Il y avait au moins deux excellentes raisons pour cela.
Une première raison, normale, organique, inévitable : Naelmo connut ce qu'il est convenu d'appeler une poussée de croissance. Toutes les nuits, ses os, ses muscles, ses tendons s'allongeaient, s'étiraient, dans un ajout de molécules programmé par une nature méthodique.
Sur Hevéla, la gravité n'égalait pas la valeur standard, et cela faisait gagner à ses habitants deux ou trois centimètres de plus que ce qu'ils auraient mesuré s'ils avaient vécu sur Marskael ou Pellios. Résultat, il ne se passait pas un seul jour sans que la jeune fille eût mal à une articulation, coude, genou, cheville...
La seconde raison était un peu moins naturelle, mais il s'avéra tout aussi difficile à Naelmo de s'y soustraire : Shielfen entreprit de lui démontrer qu'elle faisait fausse route dans sa stratégie d'intégration au groupe.
- Je me suis trompé l'autre jour, lui déclara-t-il un matin en pédalant, sur un ton exalté pour le moins suspect. Je t'ai dit que ton apparence n'avait pas d'importance. Je reviens là-dessus, c'est tout le contraire en fait : Écoute !

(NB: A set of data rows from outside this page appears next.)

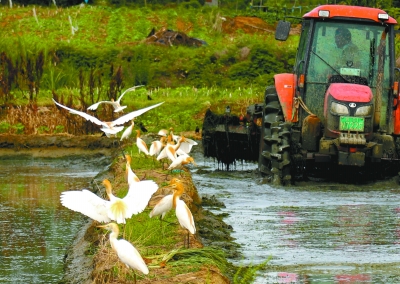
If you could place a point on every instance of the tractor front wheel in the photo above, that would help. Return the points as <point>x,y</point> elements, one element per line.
<point>275,140</point>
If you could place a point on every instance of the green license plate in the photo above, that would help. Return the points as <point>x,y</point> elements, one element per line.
<point>351,123</point>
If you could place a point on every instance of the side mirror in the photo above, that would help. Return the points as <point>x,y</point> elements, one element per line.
<point>282,30</point>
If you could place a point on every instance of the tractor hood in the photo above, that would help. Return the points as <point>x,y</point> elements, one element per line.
<point>349,92</point>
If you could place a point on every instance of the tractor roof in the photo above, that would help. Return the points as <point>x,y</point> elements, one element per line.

Il piaffait d'excitation, et l'adolescente se prépara au pire :
- Tu te fais discrète dans ton coin, mais les autres voient bien que tu les snobes, que tu te considères comme supérieure à eux. Ne me dis pas que c'est faux !
Naelmo prit l'air exaspéré qu'elle lui réservait souvent.

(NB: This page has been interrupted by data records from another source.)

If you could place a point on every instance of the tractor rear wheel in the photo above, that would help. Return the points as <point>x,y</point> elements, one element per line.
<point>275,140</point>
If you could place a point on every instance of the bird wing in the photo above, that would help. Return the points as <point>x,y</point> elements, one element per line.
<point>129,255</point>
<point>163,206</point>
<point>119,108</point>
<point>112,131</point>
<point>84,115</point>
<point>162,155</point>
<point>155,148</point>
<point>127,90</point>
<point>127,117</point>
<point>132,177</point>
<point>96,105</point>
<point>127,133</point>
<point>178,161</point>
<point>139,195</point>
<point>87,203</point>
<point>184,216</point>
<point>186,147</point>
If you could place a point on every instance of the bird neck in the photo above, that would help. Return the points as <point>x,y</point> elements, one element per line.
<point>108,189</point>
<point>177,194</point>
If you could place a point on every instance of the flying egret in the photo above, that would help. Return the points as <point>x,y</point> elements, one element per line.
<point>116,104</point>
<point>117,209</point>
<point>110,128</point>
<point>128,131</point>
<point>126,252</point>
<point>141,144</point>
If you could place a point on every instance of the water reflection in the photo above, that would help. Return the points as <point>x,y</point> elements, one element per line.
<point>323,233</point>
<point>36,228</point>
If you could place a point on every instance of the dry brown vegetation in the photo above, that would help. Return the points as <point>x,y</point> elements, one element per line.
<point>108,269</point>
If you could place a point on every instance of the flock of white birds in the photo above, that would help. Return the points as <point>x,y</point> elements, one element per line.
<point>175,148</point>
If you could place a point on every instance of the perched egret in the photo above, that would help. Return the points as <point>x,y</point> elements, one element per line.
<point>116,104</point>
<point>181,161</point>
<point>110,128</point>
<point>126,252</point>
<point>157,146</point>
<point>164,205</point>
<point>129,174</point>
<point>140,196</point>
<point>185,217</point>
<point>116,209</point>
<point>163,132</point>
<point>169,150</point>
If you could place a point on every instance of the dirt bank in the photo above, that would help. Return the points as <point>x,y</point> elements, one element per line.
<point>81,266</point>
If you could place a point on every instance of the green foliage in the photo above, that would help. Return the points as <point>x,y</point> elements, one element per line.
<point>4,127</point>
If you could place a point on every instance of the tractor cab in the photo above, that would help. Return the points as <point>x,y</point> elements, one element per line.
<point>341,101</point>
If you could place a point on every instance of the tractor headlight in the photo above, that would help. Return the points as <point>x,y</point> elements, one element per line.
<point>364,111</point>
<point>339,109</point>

- Voilà, bel exemple ! Une vraie pimbêche ! triompha-t-il. Bref, tu me suis ? Si tu veux passer inaperçue, il faut au contraire que tu te comportes comme les autres filles de ton âge ou à peine plus vieilles : tu dois aller au contact des autres et t'efforcer de te faire remarquer.
Naelmo resta bouche bée un moment, avant de se ressaisir et de lui rétorquer tout haut, avec sarcasme :
- Comment peut-on raisonner de manière aussi tortueuse ?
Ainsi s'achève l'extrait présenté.